According to A Guide to Jewish Bulgaria, the mainstream theory promoted by the Communist government after the war was that the Communist Party and media played the decisive role in “preparing the general public for the protests against the Jews’ disenfranchisement and planned deportation.”
The book states that “at the present time, most Bulgarian politicians and statement try to avoid the controversies by claiming that the Bulgarian Jews were saved as a result of the efforts of ‘the whole nation.’”
Certainly all elements of the nation played a role. King Boris III, who sided with the Germans primarily in efforts to regain Bulgarian territories, refused to hand over his country’s Jews just as he resisted the German demand that he launch a military campaign against the Soviet Union. The Bulgarian Orthodox church took a stand on behalf of its Jewish neighbors and Bulgarian politicians stood up bravely to oppose the pro-German ministers who sought to appease the Nazis’ demands to deport the Jews.
In the book Beyond Hitler’s Grasp, Michael Bar-Zohar details the rescue of Bulgaria’s Jews in dramatic fashion, almost like a suspense thriller. In fact Bar Zohar, who was born in Bulgaria and served in the Knesset between 1981 – 1992, has written many spy novels and this true story comes across sounding almost like a work of fiction.
Bar-Zohar relates that in March 1943, camps had already been prepared for the country’s Jews and empty freight trains awaited their mission to transport the Jews to the east. At the last minute, a warning reached local politicians in the town of Kyustendil and they set off as a small delegation to Sofia to confront the Interior Minister and protest the plan. The deportation was delayed, but the rescue of Bulgaria’s Jews was not yet ensured.
Bar-Zohar explains that for most Bulgarians, the Jews were just like everyone else in the country.
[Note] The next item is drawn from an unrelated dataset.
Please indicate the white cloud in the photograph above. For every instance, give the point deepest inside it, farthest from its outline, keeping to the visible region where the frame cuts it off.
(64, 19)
The Germans, who came to promote their Final Solution, discovered that in Bulgaria there was no problem that needed solving. In his book, written in 1998, Bar-Zohar points out the unique rescue of Bulgaria’s Jews, the largest and most dramatic rescue during World War II, is a story that is almost completely unknown.
In the years after the war, most of Bulgaria’s Jewish community made aliyah and moved to Israel. Today there are some 6,000 Jews living in Bulgaria. Bulgaria and Israel share a special relationship and Israelis of Bulgarian extract regularly visit their former homeland.
Two years of living in Bulgaria proved to me that the country remains remarkably free of anti-Semitism. At no time did I hesitate telling Bulgarians that I was Jewish, or that I came from Israel. The replies I heard were ones of welcome.
I was proud to live, even for a short time, in a country that refused to turn its Jews over to the Nazis. The heroism of Bulgaria’s citizens deserves to be shared with the world.